ぶつぶついいながら、中敷を買って帰ろうと校門を出た。
真ん前に止まっていた、見覚えのある車の存在を無視して。
5歩ほど歩いたところで、けたたましくクラクションが鳴った。
「おい!えーと・・・妙!」
運転席から顔を出して、自分の名を叫ぶ男。
妙はいやいやながらも振り返る。
「・・・こんにちは、土方さん」
洗いざらしの黒髪に着崩したスーツという出で立ちの男は、名門女子高の校門前には不釣合いだ。
しかも、胸ポケットに入っているのは本物の警察手帳。
校門前で連行されたなんて学校にばれたら、謹慎処分ではすまないだろう。
「ちょっと乗っていけ」
「・・・また、新ちゃんのこと?」
妙はうんざりとした顔でカバンを胸の前で抱えた。
土方の顔色で、予想が違わないことがわかる。
仕方なく、黒い乗用車の後部座席に乗り込んだ。

妙の兄・新八は、昔かなり売れっ子のホストだった。
そして土方は、現在歌舞伎町周辺を担当する私服警官。
新八とその相棒・金時のパトロンは中国系マフィアの女ボスで、言わば土方の敵。
妙は少し前に、新八のツテで新宿のクラブで働いていた。
校則違反、むしろ犯罪。
それが土方に捕まって、あやうく退学の危機に陥るも、
土方の上司である近藤が妙の店に出入りしていたこともあって事なきを得た。
保護者として新八が現れた時は、さらに一騒動あったけども。

「新ちゃん、何やったの?私は保護者のかわりかしら?」
「・・・オマエ妹だろ。

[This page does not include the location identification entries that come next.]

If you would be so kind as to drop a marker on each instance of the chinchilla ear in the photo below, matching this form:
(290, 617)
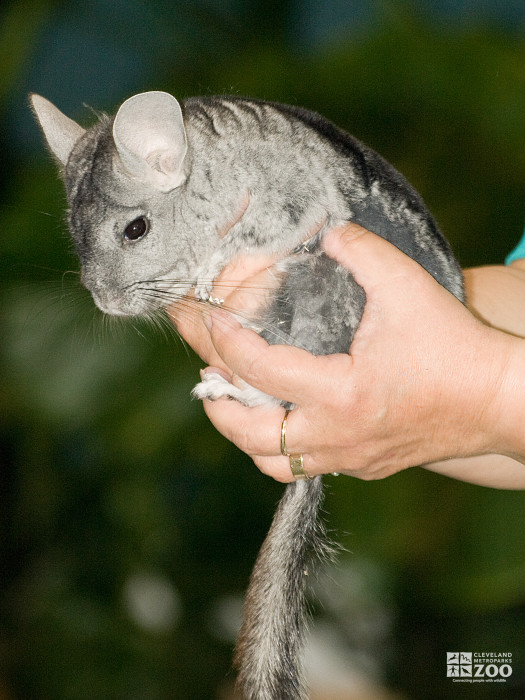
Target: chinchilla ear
(151, 140)
(60, 131)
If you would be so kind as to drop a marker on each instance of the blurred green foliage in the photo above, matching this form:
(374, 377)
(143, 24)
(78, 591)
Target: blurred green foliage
(115, 489)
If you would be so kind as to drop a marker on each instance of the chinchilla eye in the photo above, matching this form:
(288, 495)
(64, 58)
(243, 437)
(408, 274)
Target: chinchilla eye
(137, 229)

今回は別段、捕まるようなことじゃねえよ」
「そう。元ホストと現役警官が仲良しなのも問題よね」
「ああ、あいつらは現役の犯罪者じゃねーからな。むしろ、貴重な情報源だ」

なんとなく兄を馬鹿にされたような気になって、妙の表情が厳しく変わる。
それをルームミラー越しに見た土方は、くっ・と小さく笑ってタバコをくわえた。
「心配するな。今は敵でも味方でもないが、向こうが何もやらかさなきゃこっちもどうにもできねえ」
「するなっていうほうが無理でしょう?いつまでもNo1気取りなんだから。もう若くもないのに」
「・・・じゃぁアンタは、卒業したら女王目指すのか?」
「まさか。あなたの敵になる気はないわ」
「まっとうな営業してるんなら取り締まりようもないんだが」

後部座席には、ティッシュボックスや雑誌、空のペットボトルが転がっている。
それらを脇にどけて背もたれに沈み、深く足を組んだ。
ころん、とローファーが足から抜け落ちる。

ルームミラーで後方確認をした土方が、一瞬ぎょっとしたのがわかった。
制服のスカート丈は、太ももギリギリまでしかない。

「見世物じゃないわよ」
「ガキが何言ってんだ」

タバコの煙が吐き出される。
微かに開けた窓から、白く流れていく。

「オマエの兄貴、昨夜ちょっとしたもめ事に巻き込まれてな。どっちかっつーと、事件解決の手助けしてもらった形になる」
「それで、何で私?」
「その後始末が手間取って、今日は帰れないかもしれない」
「・・・ふうん」
「一人じゃつまんねーだろうから、俺が誘いに来た」
「それって、新ちゃんはあんまり関係ないんじゃない?」
「ま、そういうことになるな」

赤信号。ブレーキ。車の群れ。人込み。
振り返る、大人の男。

「で、どこ行きたい?」
「・・・そうね、まず靴とお洋服。この格好じゃ、あんまりでしょ?」

そう言って、妙はスカートの裾を摘んで見せた。

まばらに点っていく街の灯り。
ネオンの津波がもうすぐやってくる。